Yesterday, Target (TGT- 41.60) management made the following statement (see transcript below) that reflects their belief that they’ll need to lower pricing to remain competitive.  Maybe they’re being conservative, but clearly their comments do not suggest a bottom-line benefit from the lowered sourcing costs.  
 
That brings up the following questions… why do management teams (and analysts) believe that they’ll be able to maintain the current pricing structure and ‘pocket’ the savings?  Why will retail, overall, not face AUR pressure in 2H 2009 if the sector lowers its pricing to reflect the newly lowered sourcing cost structure?  Why will this not lead to the price deflation we’re seeing today at the grocers?  Why would specialty retail be any different?

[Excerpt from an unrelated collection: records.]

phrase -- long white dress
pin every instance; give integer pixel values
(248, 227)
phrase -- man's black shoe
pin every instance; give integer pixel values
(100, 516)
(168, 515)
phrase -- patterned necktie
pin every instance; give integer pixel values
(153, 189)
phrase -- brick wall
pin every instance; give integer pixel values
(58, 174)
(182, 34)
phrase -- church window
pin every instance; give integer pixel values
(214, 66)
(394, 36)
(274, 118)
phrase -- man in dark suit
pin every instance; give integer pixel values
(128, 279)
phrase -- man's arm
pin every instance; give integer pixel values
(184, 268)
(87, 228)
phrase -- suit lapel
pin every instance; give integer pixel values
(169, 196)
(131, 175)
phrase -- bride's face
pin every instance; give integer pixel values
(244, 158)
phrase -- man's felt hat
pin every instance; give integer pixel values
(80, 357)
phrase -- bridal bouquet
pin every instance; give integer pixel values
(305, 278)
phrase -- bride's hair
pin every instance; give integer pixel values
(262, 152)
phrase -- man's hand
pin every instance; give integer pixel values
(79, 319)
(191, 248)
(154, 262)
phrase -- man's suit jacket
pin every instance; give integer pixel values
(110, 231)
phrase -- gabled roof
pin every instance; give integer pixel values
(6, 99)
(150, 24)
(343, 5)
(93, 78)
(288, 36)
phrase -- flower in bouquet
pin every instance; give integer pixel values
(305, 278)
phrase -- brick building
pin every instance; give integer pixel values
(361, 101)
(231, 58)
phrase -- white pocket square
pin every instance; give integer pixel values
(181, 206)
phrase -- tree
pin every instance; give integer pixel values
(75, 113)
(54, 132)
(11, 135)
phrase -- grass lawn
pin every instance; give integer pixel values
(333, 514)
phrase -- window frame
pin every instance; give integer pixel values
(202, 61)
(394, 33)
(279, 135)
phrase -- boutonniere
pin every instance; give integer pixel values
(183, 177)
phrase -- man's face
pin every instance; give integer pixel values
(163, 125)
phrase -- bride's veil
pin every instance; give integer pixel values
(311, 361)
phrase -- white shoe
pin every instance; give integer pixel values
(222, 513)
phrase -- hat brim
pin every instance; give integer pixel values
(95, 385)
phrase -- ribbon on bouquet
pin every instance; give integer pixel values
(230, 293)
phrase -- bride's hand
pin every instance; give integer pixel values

TGT Conference Call May 20, 2009:

Charles Grom - J.P. Morgan – Analyst

Okay.  Great.  And then, one for Kathy.  Just Penney’s and Kohl’s have talked to source and costs down anywhere between 3% to 10% in the back half of ‘09 and even more so in 2010.  Just wondering, I know you guys have a little bit of a different sourcing by region, just wondering about the decent ballpark for you?  And a little bit of sense for how you think that could support gross profit margins in the back half of the year?                                   

Kathy Tesija - Target Corporation – EVP Merchandising

I would say that that’s within the range of what we expect. I would guess probably more like 5% to 7% or 8%.  And we’ve seen some of that already this year but we believe that it will grow as we move through the quarter here.  And in terms of how that translates to gross profit, I think a lot of that will be reinvested in pricing, to make sure that we’re offering the best value to our guest.  And so, at this point, it’s hard for me to tell you exactly what I think will flow through.  But I would say that most of that is going to be reinvested in the product.

Gregg Steinhafel - Target Corporation – Chairman, President and CEO

Yes, I would agree, we expect these same kinds of price decrease that we’re experiencing.  Other retailers are going to get the same kind of pricing decreases.  So, it’s really about making sure we’re competitive, that we’re growing our market share, particularly in these profitable discretionary categories.  So, that’s really the number one priority, is to be right in terms of price in the marketplace.  And if we can flow a little bit to the bottom line, that’s an additional benefit.  But first and foremost, is being competitive and increasing our market share.